Prof. Taurek adds, “I cannot see how or why the mere addition of numbers should change anything.” However, it becomes evident that Taurek underestimates the number-game a little too much. What if, the calculation was one life against a hundred, a thousand, or a million? Would numbers still not matter? One of the most compelling critiques came from Derek Parfit. In his article “Innumerate Ethics”, Parfit argues that equality meant giving equal consideration to each person’s life, rather than equalising their chances of survival. Parfit wrote, “We should save more people” as each person counts for his life and more people count for more.

Morality and the COVID-19

There are two schools of thought within medical departments about the action plan about the virus. One school of thought preaches that the resources must aim at guaranteeing intensive treatment to patients with a higher chance of survival. It privileges the “higher life expectancy” over those with less chance of survival. In other words, relatively young patients with health problems are prioritized over the elderly and sick.

Another school, deontological ethics, prioritises the elderly and sick over those who are less likely to be affected by the virus. Since the death-rate of the older population is high, the preachers of deontology believe that with proper care and treatment they are reducing the number of deaths. They argue that patients with lower risk are more likely to survive without proper medical treatment, but that is not true in the case of elderly people.

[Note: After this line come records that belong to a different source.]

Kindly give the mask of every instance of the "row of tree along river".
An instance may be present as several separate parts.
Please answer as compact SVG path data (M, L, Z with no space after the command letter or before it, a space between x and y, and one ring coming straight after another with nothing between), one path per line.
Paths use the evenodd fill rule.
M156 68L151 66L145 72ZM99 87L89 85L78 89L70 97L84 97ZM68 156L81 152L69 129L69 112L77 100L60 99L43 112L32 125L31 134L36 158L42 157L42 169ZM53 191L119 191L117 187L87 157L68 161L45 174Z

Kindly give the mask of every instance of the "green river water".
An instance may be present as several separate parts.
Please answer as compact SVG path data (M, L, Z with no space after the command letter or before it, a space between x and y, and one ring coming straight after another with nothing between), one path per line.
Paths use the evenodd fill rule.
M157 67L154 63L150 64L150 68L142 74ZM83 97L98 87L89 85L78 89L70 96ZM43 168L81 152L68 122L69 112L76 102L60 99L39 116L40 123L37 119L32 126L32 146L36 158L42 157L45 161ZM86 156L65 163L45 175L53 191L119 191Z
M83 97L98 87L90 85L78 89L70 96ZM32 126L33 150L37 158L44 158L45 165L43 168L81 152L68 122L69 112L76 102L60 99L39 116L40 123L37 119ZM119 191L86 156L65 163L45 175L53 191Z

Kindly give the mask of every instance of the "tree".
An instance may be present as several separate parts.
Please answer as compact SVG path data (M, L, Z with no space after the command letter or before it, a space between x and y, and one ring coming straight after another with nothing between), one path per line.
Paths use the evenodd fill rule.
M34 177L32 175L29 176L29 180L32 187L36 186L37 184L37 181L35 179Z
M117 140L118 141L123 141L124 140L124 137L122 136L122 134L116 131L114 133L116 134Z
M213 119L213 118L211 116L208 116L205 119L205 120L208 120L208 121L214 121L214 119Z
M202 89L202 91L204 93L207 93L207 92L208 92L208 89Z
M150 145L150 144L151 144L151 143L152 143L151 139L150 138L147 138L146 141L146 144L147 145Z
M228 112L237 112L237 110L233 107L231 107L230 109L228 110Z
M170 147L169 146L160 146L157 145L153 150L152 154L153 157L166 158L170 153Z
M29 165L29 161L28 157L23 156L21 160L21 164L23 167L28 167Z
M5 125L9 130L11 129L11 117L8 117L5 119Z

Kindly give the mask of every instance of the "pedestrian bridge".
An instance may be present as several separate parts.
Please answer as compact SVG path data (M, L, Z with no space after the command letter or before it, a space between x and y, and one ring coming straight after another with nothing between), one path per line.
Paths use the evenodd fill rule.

Even as we learn to live with the virus, there is a grave challenge to the inherent human-beliefs more than ever. John Authers, a leading business editor, wrote, “The pandemic is also a test of the strength of the ideas humans choose to help them form moral judgements and guide personal and social behaviour.”

Conclusion

The crisis challenges our abilities to justify what is right and what is wrong. More so, it questions our ability to interpret the purpose of human existence. The estranged society as it exists is its next target. It is at this point, we realise that humans are a product of unequal resource privileges, where one’s garbage is another’s gold. The constant fear engulfing our lives about the known and unknown strangers that might infect us with the virus.

The privilege of justifying our ability to quarantine the population – rich, and poor alike; at times, enabling the poor to toil for their livelihood and battle the virus; telling the destitute, elderly and sick that it is the time for you to sacrifice yourselves for the benefit of the larger society; spewing hatred in the name of primetime news;  watching the migrant women walk a thousand miles with babies wrapped around their shoulders; enabling the labourers to sleep on the railway track even as the train passes over them.

The virus shows us the world we have created – gravely unequal and subtly cruel. It is the marvellous creation of thousands of years of humanity’s obsession with greed and competition. Coronavirus has challenged the ability of humans to protect human society. Vulnerability has become the cornerstone of today’s world. In the post-COVID-19 world, humans ought to become human first, only then humanity will thrive. It is time to rethink and reconceptualise an equal and just society.